Why I hate cinemas
Carb-heavy popcorn in hand, I practically skipped down to the cinema alongside friends as we sat on too-sticky seats to watch the Next Big Thing™. The sacrosanct enclave where people would stay quiet, turn off their phones, and engage in a collective yet solitary retreat, almost like a cerebral palace disconnected from the world. It was the one place where I could step away from the issues I was having at home, at work, or beyond. It was perfect.
We all know how that went. Now, when I go to the cinema, I expect a battalion of spotty-faced hecklers and TikTok-addicted adults who don’t know when to shut the fuck up. These are the gossips and troublemakers who tittle-tattle and warble through the film, utterly incapable of switching off. It adds a low-level murmur behind movies, disrupting the flow that directors intended.
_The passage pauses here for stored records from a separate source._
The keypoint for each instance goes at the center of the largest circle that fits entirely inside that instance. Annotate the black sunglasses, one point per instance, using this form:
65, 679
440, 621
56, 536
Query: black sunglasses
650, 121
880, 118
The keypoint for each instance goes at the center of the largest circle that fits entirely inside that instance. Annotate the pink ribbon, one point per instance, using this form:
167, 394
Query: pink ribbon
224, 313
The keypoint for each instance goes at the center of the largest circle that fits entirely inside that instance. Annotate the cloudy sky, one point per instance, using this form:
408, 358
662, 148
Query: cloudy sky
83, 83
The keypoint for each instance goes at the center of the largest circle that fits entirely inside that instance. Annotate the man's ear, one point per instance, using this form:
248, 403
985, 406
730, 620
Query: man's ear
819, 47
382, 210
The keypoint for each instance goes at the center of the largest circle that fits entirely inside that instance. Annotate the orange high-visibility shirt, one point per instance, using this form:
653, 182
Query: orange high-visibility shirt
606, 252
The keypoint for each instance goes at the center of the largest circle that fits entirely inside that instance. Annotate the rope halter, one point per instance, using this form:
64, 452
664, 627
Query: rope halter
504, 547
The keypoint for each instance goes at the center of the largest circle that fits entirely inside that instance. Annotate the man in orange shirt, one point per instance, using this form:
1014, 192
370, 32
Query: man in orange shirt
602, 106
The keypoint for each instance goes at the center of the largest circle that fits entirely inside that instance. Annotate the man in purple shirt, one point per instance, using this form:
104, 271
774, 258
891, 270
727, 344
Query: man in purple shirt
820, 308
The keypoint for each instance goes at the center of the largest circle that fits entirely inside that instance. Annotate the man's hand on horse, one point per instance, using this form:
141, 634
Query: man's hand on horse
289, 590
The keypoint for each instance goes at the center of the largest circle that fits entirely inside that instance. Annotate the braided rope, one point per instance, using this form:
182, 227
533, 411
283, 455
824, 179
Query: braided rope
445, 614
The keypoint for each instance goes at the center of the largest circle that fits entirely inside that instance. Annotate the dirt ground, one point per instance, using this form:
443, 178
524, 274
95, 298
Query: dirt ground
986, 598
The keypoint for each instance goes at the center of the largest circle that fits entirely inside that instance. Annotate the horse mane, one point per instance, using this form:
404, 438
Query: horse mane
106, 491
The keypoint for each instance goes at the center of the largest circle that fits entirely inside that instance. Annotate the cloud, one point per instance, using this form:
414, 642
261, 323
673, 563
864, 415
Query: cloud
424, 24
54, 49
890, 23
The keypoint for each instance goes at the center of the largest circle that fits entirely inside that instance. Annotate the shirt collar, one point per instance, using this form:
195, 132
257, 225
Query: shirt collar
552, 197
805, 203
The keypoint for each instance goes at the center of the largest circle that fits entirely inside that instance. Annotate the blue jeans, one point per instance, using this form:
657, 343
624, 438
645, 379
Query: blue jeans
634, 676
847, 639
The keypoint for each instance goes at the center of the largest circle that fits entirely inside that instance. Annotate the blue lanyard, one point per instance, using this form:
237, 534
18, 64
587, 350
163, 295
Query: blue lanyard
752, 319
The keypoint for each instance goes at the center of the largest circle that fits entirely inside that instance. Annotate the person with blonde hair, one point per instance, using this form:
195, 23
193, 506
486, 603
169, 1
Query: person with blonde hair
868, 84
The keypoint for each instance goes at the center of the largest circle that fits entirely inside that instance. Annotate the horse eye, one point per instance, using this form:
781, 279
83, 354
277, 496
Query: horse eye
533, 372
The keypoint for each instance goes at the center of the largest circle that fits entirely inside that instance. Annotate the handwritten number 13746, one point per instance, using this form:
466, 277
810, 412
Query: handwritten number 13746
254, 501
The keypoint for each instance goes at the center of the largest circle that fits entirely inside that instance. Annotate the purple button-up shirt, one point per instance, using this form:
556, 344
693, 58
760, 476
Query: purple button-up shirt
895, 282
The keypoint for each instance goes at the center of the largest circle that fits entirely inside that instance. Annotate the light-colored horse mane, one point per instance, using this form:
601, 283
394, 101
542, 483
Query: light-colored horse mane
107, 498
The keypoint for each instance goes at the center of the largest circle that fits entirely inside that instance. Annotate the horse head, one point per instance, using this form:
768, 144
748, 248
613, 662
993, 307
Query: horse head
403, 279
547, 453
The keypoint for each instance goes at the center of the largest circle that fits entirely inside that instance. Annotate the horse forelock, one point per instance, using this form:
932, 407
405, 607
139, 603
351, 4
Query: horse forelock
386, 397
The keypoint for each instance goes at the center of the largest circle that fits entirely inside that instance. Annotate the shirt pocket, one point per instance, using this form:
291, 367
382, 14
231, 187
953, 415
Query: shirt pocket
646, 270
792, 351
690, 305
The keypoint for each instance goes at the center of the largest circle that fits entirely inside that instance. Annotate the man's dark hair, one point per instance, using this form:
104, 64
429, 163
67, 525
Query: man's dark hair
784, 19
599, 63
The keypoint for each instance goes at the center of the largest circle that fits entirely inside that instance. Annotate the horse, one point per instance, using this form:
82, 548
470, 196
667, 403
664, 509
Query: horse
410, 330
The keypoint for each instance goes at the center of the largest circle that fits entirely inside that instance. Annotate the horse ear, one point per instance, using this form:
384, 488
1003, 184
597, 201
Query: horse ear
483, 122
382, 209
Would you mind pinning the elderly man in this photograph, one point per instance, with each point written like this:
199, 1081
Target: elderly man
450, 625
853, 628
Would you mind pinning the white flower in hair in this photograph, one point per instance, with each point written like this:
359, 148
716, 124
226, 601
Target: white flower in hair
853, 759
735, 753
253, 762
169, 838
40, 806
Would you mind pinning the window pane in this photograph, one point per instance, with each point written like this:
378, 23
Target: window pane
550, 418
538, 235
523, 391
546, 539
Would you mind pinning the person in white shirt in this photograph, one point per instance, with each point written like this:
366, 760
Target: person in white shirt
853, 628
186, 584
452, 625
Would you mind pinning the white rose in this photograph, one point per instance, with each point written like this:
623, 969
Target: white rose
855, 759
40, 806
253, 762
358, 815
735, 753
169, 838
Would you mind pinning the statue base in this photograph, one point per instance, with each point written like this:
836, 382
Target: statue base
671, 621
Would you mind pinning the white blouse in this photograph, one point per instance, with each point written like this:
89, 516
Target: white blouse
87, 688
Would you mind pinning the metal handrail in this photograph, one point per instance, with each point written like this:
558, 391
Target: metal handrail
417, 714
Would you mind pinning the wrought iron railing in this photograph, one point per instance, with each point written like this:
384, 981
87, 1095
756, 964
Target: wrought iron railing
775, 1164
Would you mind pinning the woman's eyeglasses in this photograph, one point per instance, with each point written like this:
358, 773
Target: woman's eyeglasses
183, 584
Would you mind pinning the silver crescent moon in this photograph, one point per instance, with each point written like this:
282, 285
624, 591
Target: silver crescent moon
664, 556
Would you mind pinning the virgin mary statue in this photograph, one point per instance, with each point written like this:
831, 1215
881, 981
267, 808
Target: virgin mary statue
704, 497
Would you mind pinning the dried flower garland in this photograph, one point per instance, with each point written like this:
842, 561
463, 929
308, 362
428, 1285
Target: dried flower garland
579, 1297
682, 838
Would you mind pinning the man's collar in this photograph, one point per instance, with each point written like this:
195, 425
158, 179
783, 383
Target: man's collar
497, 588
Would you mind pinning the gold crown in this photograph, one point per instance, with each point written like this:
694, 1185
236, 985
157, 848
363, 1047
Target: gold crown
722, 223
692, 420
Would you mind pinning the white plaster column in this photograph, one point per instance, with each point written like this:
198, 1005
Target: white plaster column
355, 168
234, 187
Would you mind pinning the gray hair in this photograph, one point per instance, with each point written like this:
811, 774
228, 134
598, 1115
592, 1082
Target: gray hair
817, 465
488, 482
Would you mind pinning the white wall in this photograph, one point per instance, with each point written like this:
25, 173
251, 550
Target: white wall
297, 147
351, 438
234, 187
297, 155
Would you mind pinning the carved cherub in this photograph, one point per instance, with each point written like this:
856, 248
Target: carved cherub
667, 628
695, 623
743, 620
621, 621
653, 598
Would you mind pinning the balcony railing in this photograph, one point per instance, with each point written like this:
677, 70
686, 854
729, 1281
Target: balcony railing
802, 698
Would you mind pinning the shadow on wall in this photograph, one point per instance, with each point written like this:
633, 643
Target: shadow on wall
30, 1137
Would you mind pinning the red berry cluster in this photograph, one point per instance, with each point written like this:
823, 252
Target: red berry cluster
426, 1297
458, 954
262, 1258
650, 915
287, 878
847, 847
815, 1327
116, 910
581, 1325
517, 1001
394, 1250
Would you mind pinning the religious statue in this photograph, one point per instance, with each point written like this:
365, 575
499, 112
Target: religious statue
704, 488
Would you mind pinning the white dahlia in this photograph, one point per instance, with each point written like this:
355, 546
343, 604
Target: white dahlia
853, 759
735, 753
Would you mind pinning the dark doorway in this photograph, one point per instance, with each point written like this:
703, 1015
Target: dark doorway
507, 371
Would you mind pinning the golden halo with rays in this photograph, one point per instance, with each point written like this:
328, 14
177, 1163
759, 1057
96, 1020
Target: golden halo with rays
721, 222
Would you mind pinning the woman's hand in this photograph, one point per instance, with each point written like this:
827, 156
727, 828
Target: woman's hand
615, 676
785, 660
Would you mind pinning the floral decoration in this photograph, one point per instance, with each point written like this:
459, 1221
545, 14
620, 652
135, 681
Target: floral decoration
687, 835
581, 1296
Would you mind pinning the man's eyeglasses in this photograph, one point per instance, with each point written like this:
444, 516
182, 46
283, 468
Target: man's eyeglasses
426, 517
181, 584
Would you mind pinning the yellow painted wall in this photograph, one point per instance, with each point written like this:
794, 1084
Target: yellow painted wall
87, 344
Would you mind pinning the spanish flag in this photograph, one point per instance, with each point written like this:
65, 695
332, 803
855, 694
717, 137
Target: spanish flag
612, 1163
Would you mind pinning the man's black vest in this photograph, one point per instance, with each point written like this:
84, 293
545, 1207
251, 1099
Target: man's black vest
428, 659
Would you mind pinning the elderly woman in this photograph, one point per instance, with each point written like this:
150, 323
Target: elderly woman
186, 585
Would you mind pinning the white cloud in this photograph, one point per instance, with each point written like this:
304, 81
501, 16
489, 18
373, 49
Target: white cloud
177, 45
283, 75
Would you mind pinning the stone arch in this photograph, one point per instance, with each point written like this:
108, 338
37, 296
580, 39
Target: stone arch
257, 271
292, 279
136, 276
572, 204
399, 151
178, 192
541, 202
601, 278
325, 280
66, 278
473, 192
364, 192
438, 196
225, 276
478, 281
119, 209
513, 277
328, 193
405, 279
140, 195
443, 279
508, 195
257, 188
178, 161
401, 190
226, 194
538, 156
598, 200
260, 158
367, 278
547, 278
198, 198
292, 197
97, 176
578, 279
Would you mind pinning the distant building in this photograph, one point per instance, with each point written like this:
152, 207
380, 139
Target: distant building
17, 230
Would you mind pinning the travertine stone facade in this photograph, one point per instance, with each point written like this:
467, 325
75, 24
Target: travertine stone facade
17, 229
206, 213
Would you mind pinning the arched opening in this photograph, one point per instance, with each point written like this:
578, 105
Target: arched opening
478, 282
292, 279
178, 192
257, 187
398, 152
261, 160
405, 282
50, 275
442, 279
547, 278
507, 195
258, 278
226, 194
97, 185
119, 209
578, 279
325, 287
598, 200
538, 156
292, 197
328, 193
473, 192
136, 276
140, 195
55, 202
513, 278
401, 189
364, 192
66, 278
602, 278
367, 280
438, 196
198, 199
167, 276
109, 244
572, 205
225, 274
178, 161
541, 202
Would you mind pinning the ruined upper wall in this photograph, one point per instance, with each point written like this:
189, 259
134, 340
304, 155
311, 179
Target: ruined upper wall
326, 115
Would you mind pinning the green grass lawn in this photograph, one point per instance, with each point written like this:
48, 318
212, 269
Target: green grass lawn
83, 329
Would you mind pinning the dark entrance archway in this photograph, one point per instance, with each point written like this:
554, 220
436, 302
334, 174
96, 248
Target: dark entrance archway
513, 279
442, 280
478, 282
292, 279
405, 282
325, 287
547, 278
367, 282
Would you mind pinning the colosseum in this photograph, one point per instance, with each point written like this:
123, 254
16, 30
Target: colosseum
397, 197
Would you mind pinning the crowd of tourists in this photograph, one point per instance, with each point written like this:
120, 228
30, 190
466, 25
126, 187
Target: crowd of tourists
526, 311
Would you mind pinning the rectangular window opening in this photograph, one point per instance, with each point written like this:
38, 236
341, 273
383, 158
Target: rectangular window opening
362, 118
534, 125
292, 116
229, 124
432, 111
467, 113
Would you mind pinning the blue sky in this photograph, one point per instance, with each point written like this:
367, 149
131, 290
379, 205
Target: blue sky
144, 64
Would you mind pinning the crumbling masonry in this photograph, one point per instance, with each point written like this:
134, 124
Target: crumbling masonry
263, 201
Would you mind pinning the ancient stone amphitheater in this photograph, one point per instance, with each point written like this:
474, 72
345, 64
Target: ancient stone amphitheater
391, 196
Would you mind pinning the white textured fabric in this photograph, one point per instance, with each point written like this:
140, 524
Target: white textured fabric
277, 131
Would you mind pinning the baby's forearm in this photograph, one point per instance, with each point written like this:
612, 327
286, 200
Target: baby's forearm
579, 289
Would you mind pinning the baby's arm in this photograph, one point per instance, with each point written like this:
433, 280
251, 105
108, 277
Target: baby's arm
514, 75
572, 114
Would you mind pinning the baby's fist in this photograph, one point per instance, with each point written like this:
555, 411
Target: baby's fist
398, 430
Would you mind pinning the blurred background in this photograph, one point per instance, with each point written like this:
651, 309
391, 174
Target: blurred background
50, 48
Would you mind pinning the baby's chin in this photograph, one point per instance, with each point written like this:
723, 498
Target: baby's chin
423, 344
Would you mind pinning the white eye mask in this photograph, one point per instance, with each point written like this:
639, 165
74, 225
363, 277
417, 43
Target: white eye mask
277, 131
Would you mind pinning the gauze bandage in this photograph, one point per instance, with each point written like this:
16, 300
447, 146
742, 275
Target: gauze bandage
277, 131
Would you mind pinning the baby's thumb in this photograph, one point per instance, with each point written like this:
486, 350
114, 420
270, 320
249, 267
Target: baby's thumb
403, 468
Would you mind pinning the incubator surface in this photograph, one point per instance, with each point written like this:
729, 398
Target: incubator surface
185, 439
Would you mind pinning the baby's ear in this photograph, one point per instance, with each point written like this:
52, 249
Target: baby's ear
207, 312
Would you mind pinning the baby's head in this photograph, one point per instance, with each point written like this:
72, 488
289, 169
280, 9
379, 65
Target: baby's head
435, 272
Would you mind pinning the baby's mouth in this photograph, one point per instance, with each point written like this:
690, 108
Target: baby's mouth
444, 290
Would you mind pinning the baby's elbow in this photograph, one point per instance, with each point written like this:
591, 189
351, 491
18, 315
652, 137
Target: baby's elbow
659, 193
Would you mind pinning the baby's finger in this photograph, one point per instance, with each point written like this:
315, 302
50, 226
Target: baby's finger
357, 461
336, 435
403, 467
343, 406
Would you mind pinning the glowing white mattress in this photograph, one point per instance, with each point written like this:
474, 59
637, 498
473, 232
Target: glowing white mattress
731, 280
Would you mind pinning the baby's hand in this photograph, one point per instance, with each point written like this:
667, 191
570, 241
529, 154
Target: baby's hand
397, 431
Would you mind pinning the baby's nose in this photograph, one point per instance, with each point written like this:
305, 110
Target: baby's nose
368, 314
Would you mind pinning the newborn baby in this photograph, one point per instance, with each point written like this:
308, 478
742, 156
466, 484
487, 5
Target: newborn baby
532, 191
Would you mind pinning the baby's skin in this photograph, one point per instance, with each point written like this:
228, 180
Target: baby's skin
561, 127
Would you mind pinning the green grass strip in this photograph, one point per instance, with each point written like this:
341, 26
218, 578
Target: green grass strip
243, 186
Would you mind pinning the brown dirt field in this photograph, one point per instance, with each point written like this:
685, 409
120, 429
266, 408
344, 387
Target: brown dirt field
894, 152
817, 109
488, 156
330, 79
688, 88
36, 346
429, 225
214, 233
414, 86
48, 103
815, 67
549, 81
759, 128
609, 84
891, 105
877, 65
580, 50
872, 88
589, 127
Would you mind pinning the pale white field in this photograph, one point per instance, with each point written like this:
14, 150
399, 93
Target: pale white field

Children, at least, have the excuse of boundless energy, fuelled by sugar and excitement. But adults? Adults should know better. And yet, they sit there, flicking through their phones with glaring screens reflecting into my eyes.
(As a British man, I am also horrified that people cheer and clap during movie scenes. I cringe to the density of a neutron star. If you want to squeal and chirrup, go to a cage in Edinburgh Zoo).
Then there’s the filming! The filming! The plague that now runs rampant on my Reels and TikTok feeds. When I watched Wicked, I was surrounded by people raising their phones, recording key scenes as though they were the cinematographers of their own bootleg productions. Then these films spoil key moments as I stroll through the content wasteland, with the surprise of a random encounter in Pokemon. “Surprise! A wild Spoiler appeared!”
Worse, some of them were singing along, butchering the Oscar-worthy passion of the actors with the vocal range of a puppy set on fire. I didn’t attend Wicked to hear Janice murder Defy Gravity in front of everyone. I did not want to see Delilah shank the song Popular, over and over again, until she is the least popular visitor. Shut up. I did not go to the cinema to endure karaoke-level suffering.
Then there is the… overpriced food. Look, I get it. Cinemas need to make money to survive, and understand that they charge more for food and popcorn. But if I’m going to support my local cinema by purchasing a carb-and-butter-laden mess of overpriced popcorn, I at least expect to be treated with some dignity. I don’t expect to feel like a pole has been shoved so far up my backside that its end is emerging through my sticky-toothed mouth. I just want to enjoy my time without needing to take out a loan.
Then there’s the issue of spoilers, where plot twists and key scenes are dropped in marketing materials and trailers. Studios have become so risk-averse that they now spoil their own films just to guarantee seats. Captain America: Brave New World is the most recent example, with Super Bowl-sized twists that were dropped during the literal Super Bowl. This isn’t just bad film marketing; it’s cowardice. A nervous studio would rather ruin its own surprises than take the risk of letting an audience experience them as intended.
At the end of the day, I’m witnessing a cultural shift in cinema. Yes, we are leaning more towards "experiential" gatherings, but in my view, the relentless transformation of cinema into an "experience" should be left well alone. I don’t want people filming the entire time. I don’t want movie studios spoiling key moments to ensure ticket sales. I just want to sit in the dark, in peace, and experience that deep, complex feeling of feeling something new, and refreshing, without anything else getting in the way.
But if this trend continues – if the erosion of the cinema experience carries on unabated – then I’ll have no choice but to stay at home, curled up on my sofa, watching the same trash TV on repeat ad infinitum. At least Delilah won’t be there.